On Wed, Jul 24, 2024, at 16:13, Rob Landers wrote:
> On Wed, Jul 24, 2024, at 16:02, Larry Garfield wrote:
>> On Thu, Jul 18, 2024, at 7:12 AM, Nicolas Grekas wrote:
>>
>> >> Otherwise, I'm quite looking forward to this.
>> >
>> > 🤞
>>
>> Another thought that occurred to me. Given how lightweight it *looks* to be (may not
>> actually be, but looks it), how much overhead would there be to having a compiled DI container that
>> is lazy by default? Just make everything lazy with a fairly standard initializer or factory, unless
>> a specific case says you shouldn't. That way you can use optional dependencies in a
>> constructor pretty much at will with no overhead of needing to create a chain of dependencies as a
>> result.
>>
>> Would that be a bad idea for some reason, or would it actually work?
>>
>> (This doesn't really affect my vote, more just a thought that came up..)
>>
>> --Larry Garfield
>>
>
> I'm not convinced a DI container is possible at all with this implementation, see
> "surprising behaviors."
>
> When you are building a DI container, you usually have *absolutely no idea* what a user will
> return from a proxy.
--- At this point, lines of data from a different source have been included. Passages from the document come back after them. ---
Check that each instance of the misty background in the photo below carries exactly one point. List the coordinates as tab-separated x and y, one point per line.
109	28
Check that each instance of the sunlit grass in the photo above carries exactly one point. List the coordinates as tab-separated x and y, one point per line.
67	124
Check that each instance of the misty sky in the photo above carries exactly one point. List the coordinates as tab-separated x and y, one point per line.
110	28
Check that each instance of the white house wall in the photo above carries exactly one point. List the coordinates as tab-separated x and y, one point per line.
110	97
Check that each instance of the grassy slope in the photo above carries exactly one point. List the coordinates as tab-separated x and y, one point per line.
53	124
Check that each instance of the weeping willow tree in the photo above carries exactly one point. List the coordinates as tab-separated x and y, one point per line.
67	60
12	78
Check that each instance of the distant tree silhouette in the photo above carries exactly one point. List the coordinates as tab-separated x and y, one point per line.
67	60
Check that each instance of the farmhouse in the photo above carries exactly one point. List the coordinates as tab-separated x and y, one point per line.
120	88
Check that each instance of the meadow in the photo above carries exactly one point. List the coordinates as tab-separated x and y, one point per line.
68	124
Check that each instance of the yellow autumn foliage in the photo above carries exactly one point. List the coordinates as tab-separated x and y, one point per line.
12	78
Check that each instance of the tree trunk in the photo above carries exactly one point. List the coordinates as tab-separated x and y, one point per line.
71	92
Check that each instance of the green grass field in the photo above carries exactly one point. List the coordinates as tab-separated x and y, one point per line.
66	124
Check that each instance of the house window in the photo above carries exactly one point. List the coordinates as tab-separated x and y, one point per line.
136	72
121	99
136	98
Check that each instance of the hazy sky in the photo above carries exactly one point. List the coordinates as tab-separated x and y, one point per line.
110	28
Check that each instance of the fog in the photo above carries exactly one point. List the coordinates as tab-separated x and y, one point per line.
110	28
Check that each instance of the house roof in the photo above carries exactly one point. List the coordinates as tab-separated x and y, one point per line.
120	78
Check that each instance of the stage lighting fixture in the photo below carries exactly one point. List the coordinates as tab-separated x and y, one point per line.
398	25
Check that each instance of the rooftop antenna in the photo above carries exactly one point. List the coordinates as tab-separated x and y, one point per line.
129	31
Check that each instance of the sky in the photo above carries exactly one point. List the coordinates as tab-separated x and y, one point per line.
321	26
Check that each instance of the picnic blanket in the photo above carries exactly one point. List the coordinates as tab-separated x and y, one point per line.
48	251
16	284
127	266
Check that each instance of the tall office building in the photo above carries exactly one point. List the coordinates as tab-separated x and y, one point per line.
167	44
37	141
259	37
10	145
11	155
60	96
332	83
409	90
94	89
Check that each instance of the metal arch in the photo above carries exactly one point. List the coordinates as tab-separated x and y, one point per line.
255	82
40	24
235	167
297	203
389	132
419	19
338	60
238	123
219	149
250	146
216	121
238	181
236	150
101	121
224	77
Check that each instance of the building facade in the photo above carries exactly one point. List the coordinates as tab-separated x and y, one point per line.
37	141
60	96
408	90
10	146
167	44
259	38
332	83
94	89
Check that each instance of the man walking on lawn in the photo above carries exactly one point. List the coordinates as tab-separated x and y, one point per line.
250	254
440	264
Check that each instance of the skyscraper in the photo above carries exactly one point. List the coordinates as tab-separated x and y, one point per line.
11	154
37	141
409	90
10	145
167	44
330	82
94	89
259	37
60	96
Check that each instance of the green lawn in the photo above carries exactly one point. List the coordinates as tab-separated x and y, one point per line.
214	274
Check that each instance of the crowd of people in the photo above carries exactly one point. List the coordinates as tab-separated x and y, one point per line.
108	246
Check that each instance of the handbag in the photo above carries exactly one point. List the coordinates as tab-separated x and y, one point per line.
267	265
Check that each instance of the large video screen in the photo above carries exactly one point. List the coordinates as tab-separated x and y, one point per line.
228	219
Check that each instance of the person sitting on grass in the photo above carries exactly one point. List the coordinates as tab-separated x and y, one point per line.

At most, you might know they are returning SomeInterface or SomeBaseClass, but
> the user might return MyFancyClass that implements the interface or base class, which isn't
> allowed via this implementation. The type must be exactly the same or a parent class:
>
>> the factory of a lazy proxy is allowed to return an instance of the same class as the
>> proxy, or of a parent class.
>>
>> Returning an instance of a sub-class is not allowed
>
> — Rob
Sorry, misspoke:
> what a user will return from a proxy.
should be "what a user will return from a factory."